It’s the easiest dinner party you’ll ever host. And maybe the most productive. But there is some planning involved, mostly to ensure you don’t end up with 25 pounds of chili.
By Scott Edwards
It’s a joke that I wore out a couple winters back, but it’s no less true now: Every crock-pot dinner’s good for a few extra pounds. The aroma hooks me in the morning. My brain’s confused—Is that short ribs? We just ate breakfast—but my stomach’s always prone to persuasion, no matter the hour or the circumstances. By afternoon, there’s nowhere to hide. The scent’s everywhere. It’s on my clothes. And every whiff is a distraction, to which the reply is always, Sure, I could eat.
This time of year, we’re eating crock pot three, four times a week. Why not? It’s about as low maintenance as cooking gets. Plus, the recipes skew heavily toward stews, braises and soups, the kind of piping-hot, hearty dinners that blunt the end of another gray, numbing day.
Shortly after it was discovered that many of our friends were following the same routine, a flurry of link-sharing erupted, everyone eagerly offering up their tried-and-true recipes. From that, a proposition emerged: We should throw a crock pot party.
It’s as easy to pull off (and filling) as it sounds. And unlike the potluck, which always (always) ends up turning out like a buffet of nuked and cold afterthoughts, the crock pot party ensures a smorgasbord served at its height—as long as it’s done right.
Think counter space, not seating
Not to push this on anyone unwillingly, but the host should be the one with the largest kitchen. Ample counter space is critical. (Tables count too as long at they’re within reach of outlets.) Think how much your one crock pot eats up. Now multiple that by five or six.
In that vein, include as many friends as you want—there’s going to be more than enough to go around—but limit the crock pots. There is such a thing as too much of a good thing. And don’t worry about seating or table settings. Lay out stacks of plates, bowls and napkins (disposable is perfectly acceptable), along with some flatware, and leave it at that.

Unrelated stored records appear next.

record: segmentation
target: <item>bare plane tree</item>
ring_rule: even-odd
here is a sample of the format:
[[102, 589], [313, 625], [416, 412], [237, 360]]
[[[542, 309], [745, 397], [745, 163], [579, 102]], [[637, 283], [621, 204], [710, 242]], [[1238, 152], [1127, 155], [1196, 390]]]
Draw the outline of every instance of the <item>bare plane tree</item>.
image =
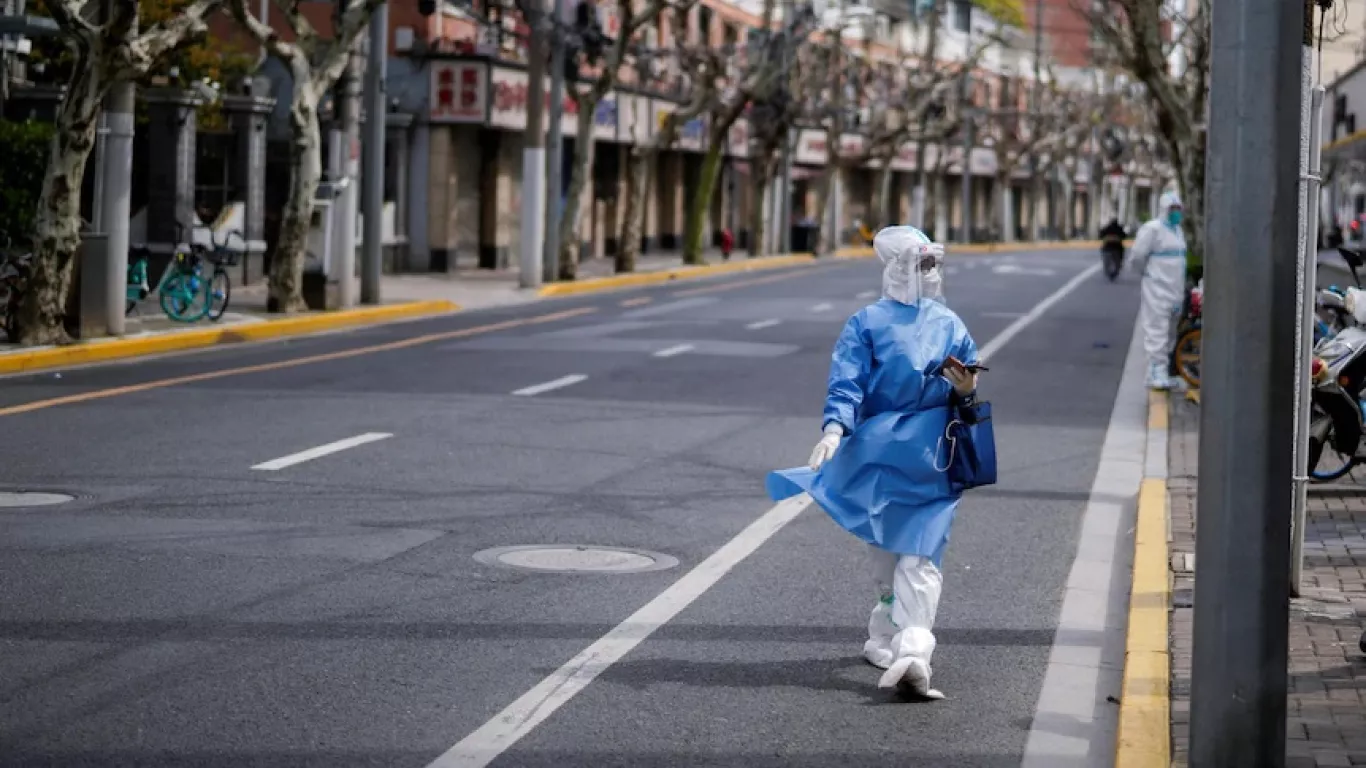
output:
[[[34, 263], [19, 309], [19, 342], [68, 341], [64, 318], [81, 240], [81, 184], [95, 145], [100, 102], [117, 82], [147, 75], [176, 50], [202, 37], [205, 19], [223, 0], [195, 0], [163, 23], [140, 31], [135, 0], [49, 0], [47, 9], [75, 55], [57, 110], [56, 131], [35, 219]], [[107, 9], [101, 21], [98, 9]]]
[[345, 71], [356, 40], [370, 24], [383, 0], [337, 0], [344, 3], [333, 35], [318, 34], [303, 13], [304, 0], [275, 0], [293, 33], [285, 41], [270, 25], [252, 15], [248, 0], [232, 0], [232, 13], [256, 41], [279, 59], [294, 81], [289, 105], [289, 197], [280, 222], [280, 239], [270, 268], [270, 307], [277, 312], [305, 309], [304, 257], [313, 198], [322, 178], [322, 130], [318, 106]]
[[[1195, 261], [1204, 251], [1206, 105], [1213, 0], [1173, 15], [1161, 0], [1074, 0], [1115, 61], [1147, 91], [1157, 135], [1185, 203], [1182, 225]], [[1173, 54], [1176, 53], [1176, 56]], [[1177, 59], [1173, 65], [1173, 58]]]

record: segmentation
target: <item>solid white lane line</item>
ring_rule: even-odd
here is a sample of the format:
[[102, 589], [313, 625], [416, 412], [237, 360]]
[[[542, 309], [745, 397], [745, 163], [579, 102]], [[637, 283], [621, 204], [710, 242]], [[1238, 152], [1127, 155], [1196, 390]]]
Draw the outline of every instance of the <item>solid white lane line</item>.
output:
[[482, 768], [588, 687], [655, 630], [716, 585], [732, 568], [754, 553], [783, 526], [811, 505], [806, 494], [794, 496], [764, 513], [683, 578], [659, 593], [597, 642], [565, 662], [521, 698], [508, 705], [434, 760], [428, 768]]
[[750, 323], [745, 327], [751, 331], [762, 331], [765, 328], [772, 328], [773, 326], [778, 325], [781, 322], [782, 320], [760, 320], [757, 323]]
[[996, 336], [996, 338], [992, 339], [991, 341], [988, 341], [986, 344], [983, 344], [977, 356], [982, 361], [985, 361], [988, 357], [991, 357], [992, 355], [999, 352], [1001, 350], [1001, 347], [1004, 347], [1006, 344], [1009, 344], [1011, 339], [1020, 335], [1020, 331], [1023, 331], [1024, 329], [1033, 325], [1035, 320], [1038, 320], [1039, 318], [1043, 317], [1043, 313], [1047, 312], [1049, 309], [1052, 309], [1054, 304], [1057, 304], [1058, 302], [1067, 298], [1067, 295], [1070, 294], [1072, 291], [1077, 290], [1078, 286], [1080, 286], [1087, 280], [1090, 280], [1092, 277], [1095, 277], [1096, 273], [1100, 271], [1100, 268], [1100, 264], [1092, 264], [1086, 269], [1083, 269], [1080, 274], [1073, 277], [1071, 280], [1068, 280], [1066, 283], [1063, 284], [1061, 288], [1049, 294], [1048, 298], [1044, 299], [1038, 304], [1035, 304], [1033, 309], [1029, 310], [1024, 314], [1024, 317], [1021, 317], [1015, 322], [1011, 323], [1010, 325], [1007, 325], [1005, 327], [1005, 330], [1001, 331]]
[[811, 311], [812, 311], [812, 312], [829, 312], [831, 309], [834, 308], [834, 306], [835, 306], [834, 304], [831, 304], [831, 303], [828, 302], [828, 301], [823, 301], [823, 302], [821, 302], [820, 304], [817, 304], [816, 306], [812, 307], [812, 308], [811, 308]]
[[516, 392], [513, 392], [512, 394], [518, 395], [520, 397], [531, 397], [532, 395], [539, 395], [545, 392], [550, 392], [552, 390], [573, 386], [587, 378], [587, 376], [584, 376], [581, 373], [572, 373], [568, 376], [561, 376], [560, 378], [555, 379], [554, 381], [547, 381], [544, 384], [537, 384], [532, 387], [523, 387], [522, 389], [519, 389]]
[[306, 451], [299, 451], [298, 453], [291, 453], [288, 456], [281, 456], [278, 459], [271, 459], [270, 461], [257, 464], [252, 467], [252, 469], [273, 472], [277, 469], [292, 467], [295, 464], [302, 464], [305, 461], [312, 461], [329, 454], [344, 451], [348, 448], [355, 448], [358, 445], [365, 445], [366, 443], [373, 443], [377, 440], [385, 440], [390, 437], [393, 437], [393, 435], [388, 432], [366, 432], [363, 435], [348, 437], [345, 440], [338, 440], [335, 443], [328, 443], [327, 445], [320, 445], [317, 448], [309, 448]]
[[863, 293], [860, 293], [859, 295], [855, 296], [854, 298], [856, 298], [856, 299], [871, 299], [871, 298], [874, 298], [874, 297], [876, 297], [876, 296], [877, 296], [877, 291], [864, 291]]
[[696, 349], [696, 347], [694, 347], [692, 344], [679, 344], [676, 347], [669, 347], [668, 349], [659, 350], [655, 353], [655, 357], [673, 357], [675, 355], [681, 355], [684, 352], [691, 352], [694, 349]]
[[[1039, 315], [1075, 290], [1085, 278], [1098, 272], [1100, 266], [1095, 264], [1093, 268], [1073, 278], [1067, 285], [1040, 302], [1025, 317], [1012, 323], [1000, 336], [987, 342], [982, 347], [982, 357], [1000, 351], [1001, 347], [1038, 319]], [[764, 542], [773, 538], [810, 505], [811, 497], [803, 493], [765, 512], [683, 578], [659, 593], [592, 645], [580, 651], [577, 656], [565, 662], [478, 730], [461, 739], [445, 754], [432, 761], [427, 768], [483, 768], [496, 760], [499, 755], [587, 688], [598, 675], [620, 661], [649, 638], [655, 630], [669, 623], [684, 608], [715, 586], [732, 568], [753, 554]]]

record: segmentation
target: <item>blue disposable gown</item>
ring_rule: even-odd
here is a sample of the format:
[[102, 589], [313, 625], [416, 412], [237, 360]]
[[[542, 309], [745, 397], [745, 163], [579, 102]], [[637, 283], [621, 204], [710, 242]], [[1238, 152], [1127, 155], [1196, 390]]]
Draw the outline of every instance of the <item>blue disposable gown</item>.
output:
[[936, 467], [947, 467], [953, 387], [939, 375], [952, 355], [977, 362], [963, 321], [938, 301], [883, 299], [859, 310], [830, 363], [823, 424], [845, 438], [819, 470], [784, 469], [768, 477], [779, 501], [803, 491], [845, 530], [902, 555], [942, 564], [958, 494]]

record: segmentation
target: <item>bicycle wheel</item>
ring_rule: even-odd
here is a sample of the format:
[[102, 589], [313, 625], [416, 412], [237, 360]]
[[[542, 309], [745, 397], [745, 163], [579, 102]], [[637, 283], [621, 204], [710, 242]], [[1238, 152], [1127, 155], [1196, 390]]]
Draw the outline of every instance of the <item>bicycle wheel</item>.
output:
[[1200, 329], [1191, 328], [1176, 340], [1176, 373], [1193, 389], [1200, 388]]
[[1119, 279], [1119, 272], [1124, 267], [1124, 259], [1117, 254], [1105, 254], [1105, 276], [1110, 278], [1110, 282]]
[[161, 311], [172, 320], [193, 323], [209, 311], [209, 292], [194, 274], [177, 272], [161, 283]]
[[1333, 420], [1314, 408], [1309, 421], [1309, 480], [1327, 483], [1352, 471], [1356, 459], [1344, 456], [1333, 447]]
[[228, 301], [232, 298], [232, 280], [228, 278], [228, 273], [222, 269], [213, 271], [213, 279], [209, 281], [209, 319], [215, 323], [223, 319], [223, 313], [228, 311]]

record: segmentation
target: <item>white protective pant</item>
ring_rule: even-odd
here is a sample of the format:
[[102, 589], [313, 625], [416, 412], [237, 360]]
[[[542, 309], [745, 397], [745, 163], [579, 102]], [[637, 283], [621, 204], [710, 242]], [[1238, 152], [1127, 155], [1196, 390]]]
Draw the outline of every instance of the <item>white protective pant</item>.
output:
[[1185, 259], [1154, 258], [1143, 274], [1138, 321], [1143, 327], [1143, 351], [1148, 356], [1148, 385], [1168, 386], [1172, 338], [1181, 313]]
[[898, 555], [871, 545], [868, 556], [878, 601], [868, 617], [864, 658], [887, 670], [880, 687], [904, 681], [921, 695], [941, 698], [930, 688], [930, 657], [943, 574], [928, 557]]

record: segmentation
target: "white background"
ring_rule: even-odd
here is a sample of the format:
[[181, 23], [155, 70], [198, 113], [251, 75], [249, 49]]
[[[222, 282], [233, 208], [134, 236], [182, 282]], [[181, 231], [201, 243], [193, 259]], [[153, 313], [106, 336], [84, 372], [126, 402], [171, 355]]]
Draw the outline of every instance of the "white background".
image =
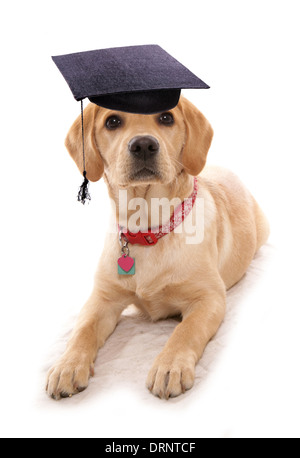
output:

Menu planning and parting gifts in one shot
Among the cooks for the night, coordinate recipes. This serves two purposes: Foremost, it removes the possibility of redundancy. Awesome as pumpkin-turkey chili may be, one crock pot of it is enough to cover seconds. If anyone’s left wanting more, they can make it themselves. Which leads us to the second point: This party’s doubling as a tasting, so make the recipes available to everyone. Save yourself the trouble of keeping track of who wants what and compile them in an email, either the recipes themselves or the links to them, and send it out to your guest list.

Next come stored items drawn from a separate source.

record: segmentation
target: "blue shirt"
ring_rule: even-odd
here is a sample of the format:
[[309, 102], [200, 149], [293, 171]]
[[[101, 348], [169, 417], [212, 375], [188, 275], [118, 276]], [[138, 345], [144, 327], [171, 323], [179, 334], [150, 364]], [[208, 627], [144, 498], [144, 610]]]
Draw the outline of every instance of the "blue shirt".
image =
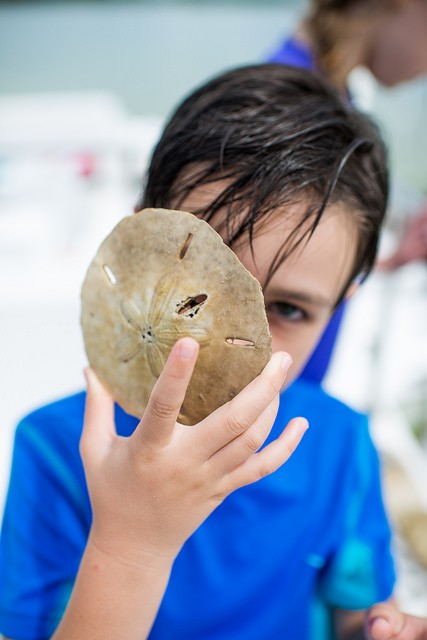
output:
[[268, 62], [289, 64], [291, 67], [316, 70], [316, 62], [308, 45], [296, 37], [286, 38], [269, 57]]
[[[91, 509], [78, 443], [85, 396], [30, 414], [16, 432], [0, 545], [0, 632], [48, 638], [87, 540]], [[290, 418], [311, 424], [271, 476], [229, 496], [182, 548], [151, 640], [330, 638], [333, 607], [390, 596], [394, 573], [379, 465], [366, 417], [297, 381]], [[117, 430], [136, 420], [119, 408]]]

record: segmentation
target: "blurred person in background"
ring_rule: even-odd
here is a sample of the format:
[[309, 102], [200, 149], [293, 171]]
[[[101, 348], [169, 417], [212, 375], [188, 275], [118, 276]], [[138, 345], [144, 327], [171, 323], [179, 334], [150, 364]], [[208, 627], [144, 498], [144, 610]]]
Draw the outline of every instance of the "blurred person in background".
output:
[[[427, 73], [427, 0], [311, 0], [295, 32], [269, 56], [325, 76], [350, 101], [356, 67], [392, 87]], [[427, 204], [408, 216], [394, 253], [378, 266], [394, 270], [427, 259]], [[345, 302], [336, 310], [302, 372], [321, 383], [333, 352]]]

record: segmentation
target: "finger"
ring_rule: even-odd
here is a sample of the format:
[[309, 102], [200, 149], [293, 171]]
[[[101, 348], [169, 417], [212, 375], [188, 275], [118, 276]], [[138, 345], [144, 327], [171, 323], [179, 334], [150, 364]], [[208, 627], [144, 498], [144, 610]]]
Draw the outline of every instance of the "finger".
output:
[[273, 354], [259, 376], [199, 424], [199, 446], [206, 458], [249, 429], [278, 397], [291, 362], [283, 351]]
[[85, 369], [87, 382], [83, 431], [80, 451], [84, 461], [102, 457], [105, 448], [116, 435], [114, 401], [97, 378], [93, 369]]
[[227, 479], [228, 493], [252, 484], [281, 467], [293, 454], [308, 429], [305, 418], [294, 418], [280, 436], [246, 462], [230, 472]]
[[427, 619], [405, 615], [405, 622], [402, 632], [398, 635], [399, 640], [426, 640]]
[[405, 617], [393, 604], [381, 602], [371, 607], [366, 615], [366, 630], [371, 640], [388, 640], [399, 636]]
[[262, 447], [274, 424], [278, 408], [279, 398], [276, 396], [247, 431], [209, 458], [209, 463], [214, 465], [219, 475], [230, 472]]
[[366, 616], [370, 640], [425, 640], [427, 619], [402, 613], [390, 602], [376, 604]]
[[395, 633], [387, 618], [373, 618], [368, 625], [369, 640], [389, 640], [395, 638]]
[[169, 440], [198, 354], [199, 344], [193, 338], [181, 338], [172, 347], [136, 431], [137, 437], [142, 435], [146, 444]]

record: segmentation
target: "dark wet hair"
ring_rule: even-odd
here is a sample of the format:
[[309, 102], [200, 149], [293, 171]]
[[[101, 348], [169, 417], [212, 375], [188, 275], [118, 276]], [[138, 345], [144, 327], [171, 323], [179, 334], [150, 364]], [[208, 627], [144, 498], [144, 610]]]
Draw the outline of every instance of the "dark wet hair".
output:
[[348, 205], [358, 232], [345, 288], [372, 269], [388, 195], [384, 145], [376, 126], [320, 76], [263, 64], [198, 88], [167, 123], [137, 209], [179, 209], [193, 189], [218, 180], [225, 182], [217, 197], [192, 213], [209, 222], [223, 210], [223, 228], [216, 228], [230, 246], [245, 233], [252, 246], [254, 230], [278, 207], [306, 205], [272, 256], [268, 280], [336, 202]]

There will be leftovers, rest assured. So encourage your guests to bring their own Tupperware. Just make sure they don’t start poaching their shares prematurely. Before everyone starts digging in, make an announcement along the lines of, “The leftovers are fair game when the kitchen’s closed, and only then.” That’ll free you up from the burden of policing the crock pots all night long.
Everyone not charged with bringing a crock pot is responsible for supplying the booze. Don’t worry about coordinating who brings what. People tend to gift whatever they enjoy drinking. And, really, pretty much everything pairs well with crock-pot meals. They’re easy like that. Which is kinda the point here.